8.1 Remove expectation
from great_expectations.core import ExpectationConfiguration
# Load the existing Expectation Suite
suite = context.get_expectation_suite(expectation_suite_name="erplanding_addresses_expectation_suite")
# Define the expectation to remove
config_to_remove = ExpectationConfiguration(
expectation_type="expect_column_mean_to_be_between",
kwargs={"column": "addressid"},
)
# Remove the specific expectation
suite.remove_expectation(
config_to_remove, match_type="domain", remove_multiple_matches=False
)
# Save the updated suite
context.add_or_update_expectation_suite(expectation_suite=suite)
# Rebuild the Data Docs to see the changes
context.build_data_docs()
8.2 Update expectation
We will update max value to range to 1001000000
updated_config = ExpectationConfiguration(
expectation_type="expect_column_max_to_be_between",
kwargs={
"column": "addressid",
"min_value":1000000073,
"max_value":1001000000,
"strict_max":False,
"strict_min": False
},
)
# Add the new expectation to the suite
suite.add_expectation(updated_config)
# Save the updated suite
context.add_or_update_expectation_suite(expectation_suite=suite)
Below we can that the expect_column_mean_to_be_between removed, expect_column_max_to_be_between updated
9. Adding Documentation Details:
9.1 Column Documentation
Documentation of metadata is very important. Adding metadata to
updated_config = ExpectationConfiguration(
expectation_type="expect_column_max_to_be_between",
kwargs={
"column": "addressid",
"min_value":1000000073,
"max_value":10010000,
"strict_max":False,
"strict_min": False
},
meta={"notes": "Description=This is the primary key of the table. We can add all the metadata in the table."
},
)
# Add the new expectation to the suite
suite.add_expectation(updated_config)
# Save the updated suite
context.add_or_update_expectation_suite(expectation_suite=suite)
9.2 Table Level Documentation
We would like to add multiple lines into the documentation. I have achieved this by using a breakpoint.

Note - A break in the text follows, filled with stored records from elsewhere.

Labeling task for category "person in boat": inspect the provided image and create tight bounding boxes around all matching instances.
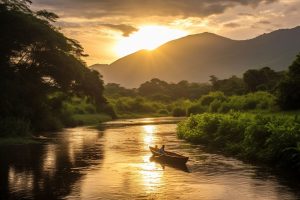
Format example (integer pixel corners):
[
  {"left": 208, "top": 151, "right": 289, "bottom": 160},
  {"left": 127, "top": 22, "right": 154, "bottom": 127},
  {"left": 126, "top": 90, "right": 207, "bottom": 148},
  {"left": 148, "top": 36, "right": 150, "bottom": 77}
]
[{"left": 158, "top": 145, "right": 166, "bottom": 154}]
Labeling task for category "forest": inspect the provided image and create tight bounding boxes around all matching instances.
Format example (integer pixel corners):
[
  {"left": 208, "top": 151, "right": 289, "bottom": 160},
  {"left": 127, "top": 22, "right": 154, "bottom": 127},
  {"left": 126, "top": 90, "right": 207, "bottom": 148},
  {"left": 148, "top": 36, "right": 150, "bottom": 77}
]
[{"left": 0, "top": 0, "right": 115, "bottom": 137}]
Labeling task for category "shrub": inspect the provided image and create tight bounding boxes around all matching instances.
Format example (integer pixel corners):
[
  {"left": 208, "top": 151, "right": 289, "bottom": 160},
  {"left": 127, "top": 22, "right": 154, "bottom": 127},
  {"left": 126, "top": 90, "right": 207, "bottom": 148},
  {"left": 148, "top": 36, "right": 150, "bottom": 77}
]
[
  {"left": 172, "top": 108, "right": 186, "bottom": 117},
  {"left": 177, "top": 112, "right": 300, "bottom": 172},
  {"left": 0, "top": 118, "right": 31, "bottom": 137}
]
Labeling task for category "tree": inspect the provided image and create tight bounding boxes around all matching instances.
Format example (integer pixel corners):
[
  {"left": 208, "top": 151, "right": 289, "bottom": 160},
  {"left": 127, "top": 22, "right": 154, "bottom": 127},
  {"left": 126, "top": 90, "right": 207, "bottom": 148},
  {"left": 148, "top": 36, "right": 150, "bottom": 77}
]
[
  {"left": 0, "top": 0, "right": 107, "bottom": 133},
  {"left": 278, "top": 54, "right": 300, "bottom": 110}
]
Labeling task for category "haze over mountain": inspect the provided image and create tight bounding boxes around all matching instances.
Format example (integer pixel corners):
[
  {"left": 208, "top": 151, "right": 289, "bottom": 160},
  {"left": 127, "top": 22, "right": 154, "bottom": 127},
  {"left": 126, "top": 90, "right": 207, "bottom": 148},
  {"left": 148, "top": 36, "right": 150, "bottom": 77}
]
[{"left": 91, "top": 27, "right": 300, "bottom": 87}]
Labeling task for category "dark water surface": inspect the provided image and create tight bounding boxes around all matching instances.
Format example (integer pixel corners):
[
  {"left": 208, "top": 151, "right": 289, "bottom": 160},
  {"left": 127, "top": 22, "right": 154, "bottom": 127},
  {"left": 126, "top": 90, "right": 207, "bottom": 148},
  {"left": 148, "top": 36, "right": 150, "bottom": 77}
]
[{"left": 0, "top": 118, "right": 300, "bottom": 200}]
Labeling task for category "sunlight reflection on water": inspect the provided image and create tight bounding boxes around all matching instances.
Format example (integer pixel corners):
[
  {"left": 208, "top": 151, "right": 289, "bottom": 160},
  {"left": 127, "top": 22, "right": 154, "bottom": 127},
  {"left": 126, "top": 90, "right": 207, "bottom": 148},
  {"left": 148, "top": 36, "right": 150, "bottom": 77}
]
[{"left": 0, "top": 118, "right": 300, "bottom": 200}]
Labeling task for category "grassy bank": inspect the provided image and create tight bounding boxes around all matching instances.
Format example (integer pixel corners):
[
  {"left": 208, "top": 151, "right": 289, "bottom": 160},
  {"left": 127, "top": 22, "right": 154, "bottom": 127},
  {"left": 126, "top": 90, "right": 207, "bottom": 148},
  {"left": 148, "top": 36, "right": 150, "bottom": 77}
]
[{"left": 177, "top": 112, "right": 300, "bottom": 173}]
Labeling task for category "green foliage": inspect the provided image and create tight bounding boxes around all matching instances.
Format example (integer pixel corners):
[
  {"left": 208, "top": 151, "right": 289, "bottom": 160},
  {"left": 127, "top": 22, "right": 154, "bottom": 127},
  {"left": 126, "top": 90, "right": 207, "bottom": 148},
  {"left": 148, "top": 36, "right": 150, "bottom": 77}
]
[
  {"left": 172, "top": 108, "right": 186, "bottom": 117},
  {"left": 187, "top": 103, "right": 207, "bottom": 116},
  {"left": 278, "top": 55, "right": 300, "bottom": 110},
  {"left": 187, "top": 92, "right": 276, "bottom": 115},
  {"left": 177, "top": 112, "right": 300, "bottom": 172},
  {"left": 137, "top": 78, "right": 211, "bottom": 102},
  {"left": 0, "top": 0, "right": 112, "bottom": 134},
  {"left": 0, "top": 118, "right": 31, "bottom": 138},
  {"left": 108, "top": 96, "right": 192, "bottom": 117}
]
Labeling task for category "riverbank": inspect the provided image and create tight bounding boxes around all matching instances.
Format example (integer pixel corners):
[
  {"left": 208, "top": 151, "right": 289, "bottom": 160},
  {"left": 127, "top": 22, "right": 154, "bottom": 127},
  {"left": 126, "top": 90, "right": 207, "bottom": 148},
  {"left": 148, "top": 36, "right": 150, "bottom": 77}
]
[{"left": 177, "top": 112, "right": 300, "bottom": 174}]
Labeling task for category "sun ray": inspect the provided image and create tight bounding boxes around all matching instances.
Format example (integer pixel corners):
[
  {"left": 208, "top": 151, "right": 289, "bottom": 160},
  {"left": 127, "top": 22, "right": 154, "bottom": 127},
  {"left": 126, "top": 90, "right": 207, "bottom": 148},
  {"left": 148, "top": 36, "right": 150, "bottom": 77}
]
[{"left": 115, "top": 25, "right": 188, "bottom": 56}]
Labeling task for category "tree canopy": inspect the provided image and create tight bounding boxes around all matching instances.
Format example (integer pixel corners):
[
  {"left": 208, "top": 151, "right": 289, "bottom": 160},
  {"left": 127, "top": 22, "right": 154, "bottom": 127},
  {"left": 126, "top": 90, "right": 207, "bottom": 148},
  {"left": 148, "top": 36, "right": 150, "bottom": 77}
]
[{"left": 0, "top": 0, "right": 110, "bottom": 134}]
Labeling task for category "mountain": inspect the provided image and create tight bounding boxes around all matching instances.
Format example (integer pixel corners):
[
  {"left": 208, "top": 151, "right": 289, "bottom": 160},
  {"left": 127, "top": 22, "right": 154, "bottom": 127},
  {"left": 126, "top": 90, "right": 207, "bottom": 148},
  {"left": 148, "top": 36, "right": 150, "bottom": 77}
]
[{"left": 91, "top": 26, "right": 300, "bottom": 87}]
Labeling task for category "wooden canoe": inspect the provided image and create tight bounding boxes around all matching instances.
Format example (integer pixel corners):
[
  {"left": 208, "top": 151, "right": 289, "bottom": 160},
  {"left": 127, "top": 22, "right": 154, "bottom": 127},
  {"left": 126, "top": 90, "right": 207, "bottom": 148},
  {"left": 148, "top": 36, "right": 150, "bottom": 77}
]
[{"left": 149, "top": 146, "right": 189, "bottom": 165}]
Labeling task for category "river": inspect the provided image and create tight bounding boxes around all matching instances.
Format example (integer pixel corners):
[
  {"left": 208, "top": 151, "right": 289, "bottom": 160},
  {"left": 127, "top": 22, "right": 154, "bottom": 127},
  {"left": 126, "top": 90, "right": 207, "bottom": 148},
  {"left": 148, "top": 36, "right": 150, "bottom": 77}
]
[{"left": 0, "top": 118, "right": 300, "bottom": 200}]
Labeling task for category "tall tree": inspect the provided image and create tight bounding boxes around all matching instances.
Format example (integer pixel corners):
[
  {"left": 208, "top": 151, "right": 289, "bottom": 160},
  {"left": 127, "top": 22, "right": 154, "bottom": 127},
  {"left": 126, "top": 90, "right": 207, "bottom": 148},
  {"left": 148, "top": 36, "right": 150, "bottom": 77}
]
[{"left": 0, "top": 0, "right": 110, "bottom": 133}]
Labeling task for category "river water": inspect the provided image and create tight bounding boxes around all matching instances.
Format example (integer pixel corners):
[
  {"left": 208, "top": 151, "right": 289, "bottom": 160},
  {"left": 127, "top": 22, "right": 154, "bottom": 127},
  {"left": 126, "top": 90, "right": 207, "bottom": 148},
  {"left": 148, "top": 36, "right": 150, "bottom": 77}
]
[{"left": 0, "top": 118, "right": 300, "bottom": 200}]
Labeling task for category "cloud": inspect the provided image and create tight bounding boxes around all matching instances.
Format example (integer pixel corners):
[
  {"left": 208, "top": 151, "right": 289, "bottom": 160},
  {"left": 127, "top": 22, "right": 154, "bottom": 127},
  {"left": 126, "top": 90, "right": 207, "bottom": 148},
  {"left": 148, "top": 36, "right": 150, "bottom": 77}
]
[
  {"left": 223, "top": 22, "right": 241, "bottom": 28},
  {"left": 33, "top": 0, "right": 278, "bottom": 18},
  {"left": 258, "top": 20, "right": 271, "bottom": 25},
  {"left": 100, "top": 24, "right": 138, "bottom": 37}
]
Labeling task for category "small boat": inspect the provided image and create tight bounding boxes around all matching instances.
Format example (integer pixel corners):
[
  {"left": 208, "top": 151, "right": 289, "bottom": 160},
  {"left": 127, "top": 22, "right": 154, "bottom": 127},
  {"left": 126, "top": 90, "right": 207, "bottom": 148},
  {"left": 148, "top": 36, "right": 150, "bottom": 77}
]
[{"left": 149, "top": 146, "right": 189, "bottom": 165}]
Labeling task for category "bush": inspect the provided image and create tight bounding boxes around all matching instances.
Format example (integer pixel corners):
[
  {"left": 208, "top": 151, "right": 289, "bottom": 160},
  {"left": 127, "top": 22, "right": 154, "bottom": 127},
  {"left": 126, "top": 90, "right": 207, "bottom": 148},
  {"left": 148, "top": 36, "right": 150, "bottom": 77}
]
[
  {"left": 187, "top": 103, "right": 207, "bottom": 116},
  {"left": 0, "top": 118, "right": 31, "bottom": 137},
  {"left": 172, "top": 108, "right": 186, "bottom": 117},
  {"left": 158, "top": 109, "right": 169, "bottom": 115},
  {"left": 177, "top": 112, "right": 300, "bottom": 172}
]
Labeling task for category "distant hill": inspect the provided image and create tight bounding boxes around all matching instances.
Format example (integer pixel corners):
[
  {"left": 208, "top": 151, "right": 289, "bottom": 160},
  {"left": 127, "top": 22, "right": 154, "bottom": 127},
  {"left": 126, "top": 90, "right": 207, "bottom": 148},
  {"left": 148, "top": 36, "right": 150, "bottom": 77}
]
[{"left": 91, "top": 27, "right": 300, "bottom": 87}]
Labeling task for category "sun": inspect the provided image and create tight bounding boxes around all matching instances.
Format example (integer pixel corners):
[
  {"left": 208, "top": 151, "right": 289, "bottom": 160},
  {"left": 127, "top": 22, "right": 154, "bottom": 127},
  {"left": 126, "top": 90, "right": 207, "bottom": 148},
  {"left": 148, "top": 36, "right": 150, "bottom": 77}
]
[{"left": 115, "top": 25, "right": 187, "bottom": 56}]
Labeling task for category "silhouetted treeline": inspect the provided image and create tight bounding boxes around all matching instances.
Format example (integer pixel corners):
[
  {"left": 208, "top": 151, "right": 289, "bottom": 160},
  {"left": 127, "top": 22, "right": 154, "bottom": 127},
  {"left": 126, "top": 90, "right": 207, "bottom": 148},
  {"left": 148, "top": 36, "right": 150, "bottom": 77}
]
[
  {"left": 0, "top": 0, "right": 112, "bottom": 136},
  {"left": 105, "top": 52, "right": 300, "bottom": 116}
]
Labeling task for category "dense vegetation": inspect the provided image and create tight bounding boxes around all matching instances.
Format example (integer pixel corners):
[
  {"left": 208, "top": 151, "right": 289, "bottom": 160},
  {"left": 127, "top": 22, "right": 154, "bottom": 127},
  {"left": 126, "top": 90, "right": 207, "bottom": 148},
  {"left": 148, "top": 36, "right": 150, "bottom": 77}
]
[
  {"left": 178, "top": 112, "right": 300, "bottom": 173},
  {"left": 177, "top": 56, "right": 300, "bottom": 173},
  {"left": 0, "top": 0, "right": 113, "bottom": 136}
]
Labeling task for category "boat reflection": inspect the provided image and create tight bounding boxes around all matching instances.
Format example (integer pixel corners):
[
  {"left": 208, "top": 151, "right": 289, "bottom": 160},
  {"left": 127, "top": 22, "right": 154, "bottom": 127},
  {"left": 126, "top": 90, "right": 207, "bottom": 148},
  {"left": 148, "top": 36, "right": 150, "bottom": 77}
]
[
  {"left": 140, "top": 156, "right": 164, "bottom": 193},
  {"left": 149, "top": 156, "right": 190, "bottom": 173}
]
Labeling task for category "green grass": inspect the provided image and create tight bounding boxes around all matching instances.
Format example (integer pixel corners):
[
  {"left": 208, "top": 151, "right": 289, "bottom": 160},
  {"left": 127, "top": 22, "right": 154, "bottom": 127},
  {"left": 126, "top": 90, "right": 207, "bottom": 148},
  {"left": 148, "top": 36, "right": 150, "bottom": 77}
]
[
  {"left": 177, "top": 112, "right": 300, "bottom": 173},
  {"left": 72, "top": 114, "right": 112, "bottom": 125}
]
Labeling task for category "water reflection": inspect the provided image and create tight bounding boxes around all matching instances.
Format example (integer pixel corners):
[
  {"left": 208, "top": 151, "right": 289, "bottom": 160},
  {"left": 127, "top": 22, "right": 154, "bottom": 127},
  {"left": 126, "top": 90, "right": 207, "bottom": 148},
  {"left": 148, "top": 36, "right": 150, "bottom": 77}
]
[
  {"left": 140, "top": 156, "right": 163, "bottom": 193},
  {"left": 0, "top": 128, "right": 103, "bottom": 199},
  {"left": 0, "top": 119, "right": 300, "bottom": 200},
  {"left": 142, "top": 125, "right": 156, "bottom": 149}
]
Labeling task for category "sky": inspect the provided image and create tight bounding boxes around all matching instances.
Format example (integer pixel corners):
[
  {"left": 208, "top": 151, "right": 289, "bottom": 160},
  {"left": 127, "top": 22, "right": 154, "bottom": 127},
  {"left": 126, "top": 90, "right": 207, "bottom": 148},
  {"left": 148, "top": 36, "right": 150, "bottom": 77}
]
[{"left": 32, "top": 0, "right": 300, "bottom": 65}]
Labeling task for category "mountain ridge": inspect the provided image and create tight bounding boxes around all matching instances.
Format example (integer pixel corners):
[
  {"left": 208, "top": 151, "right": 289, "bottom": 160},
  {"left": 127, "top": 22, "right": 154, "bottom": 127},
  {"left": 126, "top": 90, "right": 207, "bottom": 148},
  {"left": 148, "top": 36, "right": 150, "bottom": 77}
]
[{"left": 91, "top": 26, "right": 300, "bottom": 87}]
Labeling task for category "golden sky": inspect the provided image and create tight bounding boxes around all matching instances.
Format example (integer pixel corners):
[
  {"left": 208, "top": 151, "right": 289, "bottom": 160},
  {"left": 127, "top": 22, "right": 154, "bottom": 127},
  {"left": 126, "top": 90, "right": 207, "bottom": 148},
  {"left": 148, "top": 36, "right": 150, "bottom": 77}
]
[{"left": 32, "top": 0, "right": 300, "bottom": 65}]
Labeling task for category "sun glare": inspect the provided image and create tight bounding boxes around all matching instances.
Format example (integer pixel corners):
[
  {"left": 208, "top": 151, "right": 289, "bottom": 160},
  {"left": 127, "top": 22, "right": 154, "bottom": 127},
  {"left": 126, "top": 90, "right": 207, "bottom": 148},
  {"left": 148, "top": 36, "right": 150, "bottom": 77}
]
[{"left": 116, "top": 26, "right": 187, "bottom": 56}]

updated_config = ExpectationConfiguration(
expectation_type="expect_table_columns_to_match_ordered_list",
kwargs= {
"column_list": [
"addressid",
"city",
"postalcode",
"street",
"building",
"country",
"region",
"addresstype",
"validity_startdate",
"validity_enddate",
"latitude",
"longitude"
]
},
meta={"notes": "Table Name=ERP.Addresses <br> Description=Contains address details of business partners <br> PrimaryKey=addressid <br> ForeignKeys=None"}
)
# Add the new expectation to the suite
suite.add_expectation(updated_config)
# Save the updated suite
context.add_or_update_expectation_suite(expectation_suite=suite)
10. Validate a suite
When I tried to contine working on the notebook I was getting an error on the data source already existing. I had to delete it from the yml and continue to work.
from great_expectations.core import ExpectationConfiguration
# Load the existing Expectation Suite
suite = context.get_expectation_suite(expectation_suite_name="erplanding_addresses_expectation_suite")
# Create a BatchRequest for each table
batch_request = BatchRequest(
datasource_name="kfn_datasource",
data_connector_name="default_inferred_data_connector_name",
data_asset_name="erp.addresses",
)
validator = context.get_validator(
batch_request=batch_request,
expectation_suite=suite
)
validation_result = validator.validate()
print(validation_result)
The result is in a JSON which is annoying. I tried to regenerate the docs and that did not work.
After a bit of researching.
from great_expectations.render.renderer import ValidationResultsPageRenderer
from great_expectations.render.view import DefaultJinjaPageView
from great_expectations.render.view import DefaultMarkdownPageView
# Render as HTML
rendered_content = ValidationResultsPageRenderer().render(validation_result)
html_content = DefaultJinjaPageView().render(rendered_content)
import webbrowser
import os
# Save the content to an HTML file
html_file_path = "validation_results.html"
with open(html_file_path, "w") as file:
file.write(html_content)
# Open the file in the default web browser
webbrowser.open(f"file://{os.path.abspath(html_file_path)}")
VOILA!!!
I had one expectation to fail to know it worked.